TEMPO.CO, Jakarta -Ratusan dokter bedah dan tenaga medis China dituduh membunuh terpidana mati dengan mengambil jantung mereka untuk transplantasi, bahkan sebelum para narapidana secara resmi dinyatakan meninggal. Hal ini terungkap dalam sebuah makalah akademis baru yang dilansir Aljazeera, Kamis 7 April 2022.
Pedoman internasional tentang etika seputar transplantasi organ menyatakan bahwa pengangkatan organ tidak boleh menyebabkan kematian donor. Namun, penelitian terbaru dari Australian National University yang diterbitkan pekan ini di American Journal of Transplantation menunjukkan bahwa ahli bedah China mungkin telah melakukan hal itu.
Tinjauan forensik terhadap 2.838 laporan dalam jurnal ilmiah China mengungkapkan 71 kasus di mana ahli bedah mungkin telah mengangkat jantung atau paru-paru pasien sebelum "penetapan kematian otak yang sah". Kematian otak biasanya didefinisikan sebagai keadaan medis di mana pasien tidak dapat bertahan hidup tanpa ventilator.
Sebanyak 71 kasus yang dipermasalahkan semuanya terjadi antara 1980-2015. Ini menjadi batas penting karena juga merupakan tahun di mana Tiongkok secara resmi melarang pengambilan organ dari tahanan yang dihukum. Sebelum itu, sebagian besar transplantasi organ di China diyakini berasal dari narapidana yang dieksekusi, karena sumbangan organ sukarela sangat terbatas.
Temuan, menurut rekan penulis studi dan peneliti Matthew Robertson, adalah bahwa ahli bedah China mungkin telah melakukan intervensi terakhir dalam proses eksekusi yang dimulai di depan regu tembak atau melalui suntikan mematikan. Bahkan, jika tahanan selamat dari trauma itu, mengeluarkan organ vital akan menyebabkan kematian.
"Kami menemukan bahwa para dokter menjadi algojo atas nama negara, dan metode eksekusinya adalah pengangkatan jantung," kata Robertson dalam sebuah pernyataan.
Para peneliti awalnya memulai studi mereka dengan kumpulan data 124.770 publikasi dari 1951 hingga 2020. Namun, mereka mengurangi kasus menjadi 2.838 laporan setelah penyaringan untuk transplantasi jantung dan paru-paru.

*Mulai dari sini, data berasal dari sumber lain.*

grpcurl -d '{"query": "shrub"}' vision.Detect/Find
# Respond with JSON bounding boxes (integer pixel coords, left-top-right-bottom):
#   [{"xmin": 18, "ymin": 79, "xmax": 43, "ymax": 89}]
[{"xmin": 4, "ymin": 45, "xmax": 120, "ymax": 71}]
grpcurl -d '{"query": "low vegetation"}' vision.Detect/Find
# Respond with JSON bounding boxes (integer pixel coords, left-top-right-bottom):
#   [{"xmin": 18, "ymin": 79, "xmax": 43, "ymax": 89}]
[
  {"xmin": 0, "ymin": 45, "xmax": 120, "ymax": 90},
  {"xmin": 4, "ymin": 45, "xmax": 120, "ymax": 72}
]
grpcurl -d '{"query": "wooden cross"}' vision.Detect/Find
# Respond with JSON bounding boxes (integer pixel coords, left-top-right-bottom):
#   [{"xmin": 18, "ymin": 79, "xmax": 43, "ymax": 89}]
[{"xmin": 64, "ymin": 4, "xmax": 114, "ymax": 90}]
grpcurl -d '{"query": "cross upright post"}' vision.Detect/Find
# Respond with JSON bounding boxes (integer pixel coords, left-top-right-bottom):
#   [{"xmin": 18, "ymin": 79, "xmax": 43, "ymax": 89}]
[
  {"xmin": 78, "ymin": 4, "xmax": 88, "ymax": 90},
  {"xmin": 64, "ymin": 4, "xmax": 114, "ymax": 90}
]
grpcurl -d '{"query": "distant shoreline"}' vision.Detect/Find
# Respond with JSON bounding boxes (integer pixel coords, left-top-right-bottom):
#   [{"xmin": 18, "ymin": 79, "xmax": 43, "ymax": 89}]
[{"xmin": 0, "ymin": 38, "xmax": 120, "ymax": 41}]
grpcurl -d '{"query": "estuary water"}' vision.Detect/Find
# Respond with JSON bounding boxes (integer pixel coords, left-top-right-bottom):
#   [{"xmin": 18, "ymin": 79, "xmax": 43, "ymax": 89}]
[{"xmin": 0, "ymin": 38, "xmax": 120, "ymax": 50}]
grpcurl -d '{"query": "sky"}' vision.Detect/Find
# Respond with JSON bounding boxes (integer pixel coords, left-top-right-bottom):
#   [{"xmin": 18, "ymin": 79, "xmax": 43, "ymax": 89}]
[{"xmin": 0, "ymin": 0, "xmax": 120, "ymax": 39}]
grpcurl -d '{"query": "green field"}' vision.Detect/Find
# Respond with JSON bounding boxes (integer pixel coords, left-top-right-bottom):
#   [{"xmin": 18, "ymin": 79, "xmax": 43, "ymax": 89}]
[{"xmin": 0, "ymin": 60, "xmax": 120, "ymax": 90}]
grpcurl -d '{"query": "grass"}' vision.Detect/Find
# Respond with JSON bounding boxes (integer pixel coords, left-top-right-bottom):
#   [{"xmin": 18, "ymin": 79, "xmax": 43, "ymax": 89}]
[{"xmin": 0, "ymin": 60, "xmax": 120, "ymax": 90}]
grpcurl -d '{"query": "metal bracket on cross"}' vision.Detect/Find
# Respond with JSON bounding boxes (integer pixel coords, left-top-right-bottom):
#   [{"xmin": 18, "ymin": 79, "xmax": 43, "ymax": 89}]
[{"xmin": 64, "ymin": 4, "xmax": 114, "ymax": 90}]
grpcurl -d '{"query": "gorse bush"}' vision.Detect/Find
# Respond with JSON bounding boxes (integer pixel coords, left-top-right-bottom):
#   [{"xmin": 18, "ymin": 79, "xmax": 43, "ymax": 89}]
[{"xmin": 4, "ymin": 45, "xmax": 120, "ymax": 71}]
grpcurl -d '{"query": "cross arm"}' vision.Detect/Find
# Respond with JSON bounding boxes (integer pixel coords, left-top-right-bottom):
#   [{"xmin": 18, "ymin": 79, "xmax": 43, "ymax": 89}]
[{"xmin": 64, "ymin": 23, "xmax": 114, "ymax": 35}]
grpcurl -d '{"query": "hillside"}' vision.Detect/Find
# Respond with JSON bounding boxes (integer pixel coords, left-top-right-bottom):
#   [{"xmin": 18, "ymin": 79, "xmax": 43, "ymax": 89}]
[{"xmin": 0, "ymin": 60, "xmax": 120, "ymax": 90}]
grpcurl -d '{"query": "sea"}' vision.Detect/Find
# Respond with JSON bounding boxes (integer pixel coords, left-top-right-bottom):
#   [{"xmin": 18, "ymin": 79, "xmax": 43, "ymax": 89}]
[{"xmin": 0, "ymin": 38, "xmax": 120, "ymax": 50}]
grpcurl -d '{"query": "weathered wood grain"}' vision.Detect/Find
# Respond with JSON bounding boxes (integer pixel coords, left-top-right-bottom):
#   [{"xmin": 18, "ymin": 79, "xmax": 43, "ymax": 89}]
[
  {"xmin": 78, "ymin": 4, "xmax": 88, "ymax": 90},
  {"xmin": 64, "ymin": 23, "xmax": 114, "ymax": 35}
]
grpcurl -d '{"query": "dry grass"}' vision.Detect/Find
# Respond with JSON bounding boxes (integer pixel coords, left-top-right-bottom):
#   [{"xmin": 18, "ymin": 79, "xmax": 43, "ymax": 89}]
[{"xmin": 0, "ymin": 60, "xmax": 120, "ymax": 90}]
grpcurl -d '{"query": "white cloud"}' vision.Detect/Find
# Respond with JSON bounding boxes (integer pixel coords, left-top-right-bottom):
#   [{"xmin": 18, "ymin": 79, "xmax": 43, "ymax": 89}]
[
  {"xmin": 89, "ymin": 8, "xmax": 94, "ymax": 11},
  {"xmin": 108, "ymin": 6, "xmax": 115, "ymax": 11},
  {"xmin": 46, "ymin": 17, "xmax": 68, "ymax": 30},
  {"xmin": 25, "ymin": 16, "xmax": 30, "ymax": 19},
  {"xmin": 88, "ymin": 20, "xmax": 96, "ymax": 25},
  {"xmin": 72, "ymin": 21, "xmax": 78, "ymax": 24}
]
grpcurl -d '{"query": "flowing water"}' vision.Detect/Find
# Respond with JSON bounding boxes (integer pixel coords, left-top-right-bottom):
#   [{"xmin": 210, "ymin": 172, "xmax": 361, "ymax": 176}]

Mereka menyelesaikan penelitian mereka dengan meninjau secara manual total 310 makalah. Kasus ditandai oleh para peneliti jika mereka berisi "deklarasi kematian otak bermasalah," di mana dokter tidak memeriksa apakah pasien dapat bertahan hidup dengan ventilator, atau pasien hanya sebagian berventilasi dengan masker dan tidak memiliki tabung yang dimasukkan ke tenggorokan.
Para peneliti mengatakan kriteria ini menunjukkan bahwa tubuh pasien tetap hidup untuk tujuan pengadaan organ, yang “sangat menguntungkan” bagi dokter dan rumah sakit.
Operasi yang dimaksud juga melibatkan partisipasi 348 "dokter bedah, perawat, ahli anestesi, dan pekerja atau peneliti medis lainnya," yang tercantum dalam publikasi.
China menganggap data tentang hukuman mati sebagai rahasia negara, tetapi dianggap sebagai "algojo paling produktif di dunia", menurut Amnesty International. Meski pengambilan organ dari tahanan secara resmi dilarang di China, kerahasiaan membuat sulit untuk mengetahui apakah praktek terus berlanjut.
“Mengingat catatan hak asasi manusia pemerintah China yang buruk dan memburuk dalam beberapa tahun terakhir, kita harus memperlakukan komitmen pihak berwenang untuk mengakhiri penggunaan organ tahanan dengan skeptis,” kata Maya Wang, peneliti senior China di Human Rights Watch.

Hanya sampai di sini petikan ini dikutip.